Les données paloises étant trop succinctes, la poursuite du projet a été assumée, à l'université de Caen, suivant une grille simple mais complète. La saisie est assurée sur Macintosh. Les données sont ensuite régulièrement versées sur le serveur de l'université et rendues accessibles aux utilisateurs. Cette architecture permet d'intégrer aisément le travail de dépouillement réalisé par toute bibliothèque qui souhaiterait participer à ce réseau coopératif, car la saisie se déroule en mode local, de plus sur un système convivial. Enfin, depuis février 94, un système de diffusion automatique de profils par messagerie électronique a été développé.
Le masque de saisie a été rédigé sous HyperCard/Hypertalk et requiert un écran de 12 pouces monochrome (ou au minimum 15 pouces couleur), afin de faire tenir toute la fiche de dépouillement sur un écran (cf. document ci-dessous). Une version pour les anciens Mac à écran 9 pouces existe, mais s'avère moins ergonomique.
Les choix d'indexation sont les plus importants à discuter ici, l'ergonomie de la saisie reprenant celle généralement répandue des applications Macintosh. Une revue est dépouillée très rapidement, soit 20 à 40 minutes. Nous avons opté pour une indexation en langage libre, qui présente deux avantages : d'une part, elle favorise une saisie rapide. Il y a gain de temps à la saisie dans la mesure où celui qui l'effectue ne lit, ni n'analyse l'article pour rechercher les expressions d'indexation les plus pertinentes mais utilise tout ce que la revue met à sa disposition : chapeau de présentation de l'article, têtes de chapitres, légendes de photos et résumé d'auteur ; d'autre part elle ne nécessite pas l'usage d'un thésaurus, instrument qui ne parvient jamais à suivre complètement le rythme des évolutions de l'actualité et dont le maniement reste compliqué.
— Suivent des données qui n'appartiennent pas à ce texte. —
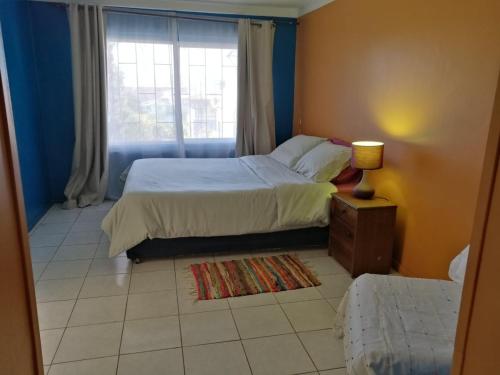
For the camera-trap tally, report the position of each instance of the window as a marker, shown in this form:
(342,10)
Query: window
(146,103)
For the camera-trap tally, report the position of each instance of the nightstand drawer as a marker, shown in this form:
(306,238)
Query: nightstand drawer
(341,252)
(342,232)
(342,211)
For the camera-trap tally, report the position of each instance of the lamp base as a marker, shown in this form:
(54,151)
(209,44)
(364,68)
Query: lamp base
(363,190)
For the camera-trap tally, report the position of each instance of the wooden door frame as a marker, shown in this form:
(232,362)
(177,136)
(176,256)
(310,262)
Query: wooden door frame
(482,217)
(7,133)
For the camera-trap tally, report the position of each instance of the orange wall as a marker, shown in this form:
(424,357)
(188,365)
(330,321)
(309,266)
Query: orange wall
(420,76)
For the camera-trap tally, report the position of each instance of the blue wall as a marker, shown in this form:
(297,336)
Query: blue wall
(18,45)
(53,59)
(53,53)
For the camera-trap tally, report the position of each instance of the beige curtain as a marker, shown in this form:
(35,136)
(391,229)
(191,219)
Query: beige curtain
(255,127)
(88,181)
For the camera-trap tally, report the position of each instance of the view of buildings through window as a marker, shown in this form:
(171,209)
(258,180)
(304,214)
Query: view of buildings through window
(142,92)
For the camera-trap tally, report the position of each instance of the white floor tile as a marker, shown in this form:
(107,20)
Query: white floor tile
(60,216)
(182,263)
(103,251)
(311,253)
(98,366)
(277,355)
(334,286)
(65,270)
(88,342)
(152,305)
(189,303)
(54,314)
(98,310)
(110,266)
(339,371)
(150,334)
(86,226)
(297,295)
(42,254)
(46,240)
(325,266)
(82,238)
(75,252)
(152,363)
(38,268)
(50,340)
(53,228)
(208,327)
(143,282)
(149,265)
(104,286)
(260,299)
(57,290)
(261,321)
(216,359)
(310,315)
(91,216)
(326,350)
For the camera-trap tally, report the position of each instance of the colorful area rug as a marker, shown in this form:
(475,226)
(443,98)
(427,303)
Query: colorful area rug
(251,276)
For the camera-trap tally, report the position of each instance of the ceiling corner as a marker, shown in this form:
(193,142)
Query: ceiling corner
(313,5)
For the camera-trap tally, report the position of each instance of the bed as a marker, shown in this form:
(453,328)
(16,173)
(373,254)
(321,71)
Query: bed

Les inconvénients souvent cités d'une dispersion du vocabulaire et de l'absence de liens entre les expressions rejetées et les termes choisis semblent moins importants en regard de la rapidité de saisie, qui correspond aussi à la possibilité d'offrir un plus grand nombre de références. Une étude est actuellement en cours pour calculer un coefficient de ressemblance entre références qui permettrait de résorber une partie de ces problèmes. L'objectif de cette étude est de mettre en place une navigation hypertexte partant des documents déjà retrouvés et proposant les documents ayant un fort coefficient de ressemblance 16.
Actuellement, la recherche est possible à partir de tous les mots de la notice, ce qui permet de retrouver des expressions idiomatiques dans les titres ou les résumés. Le logiciel d'interrogation accepte en entrée des questions formulées librement. L'analyse de la question élimine les mots grammaticaux (articles, prépositions...). Chaque terme repéré est recherché dans la banque de données avec ses flexions de nombre (singulier et pluriel, quel que soit le choix de l'utilisateur dans sa question... et quel que soit le choix de l'indexeur). Les termes sont ensuite combinés par un ET booléen (conjonction). L'analyseur reste fruste, mais sait néanmoins traiter tous les problèmes de pluriels irréguliers (cheval OU chevaux, éventail OU éventails) et propose une solution au problème du trait d'union (agroalimentaire OU agroalimentaire OU agro-alimentaires OU agroalimentaires). Le système, fonctionnant sous Texto, ne dispose pas des opérateurs de proximité, ce qui peut être source de bruit documentaire, mais permet la troncature à droite.
Ce service est ouvert à la consultation des étudiants depuis 1988 sur place. Il est accessible par le réseau Renater depuis octobre 1993. Un accès par le réseau téléphonique commuté permet aussi une consultation locale à partir d'un minitel bi-standard. Un exemple de consultation est porté en annexe.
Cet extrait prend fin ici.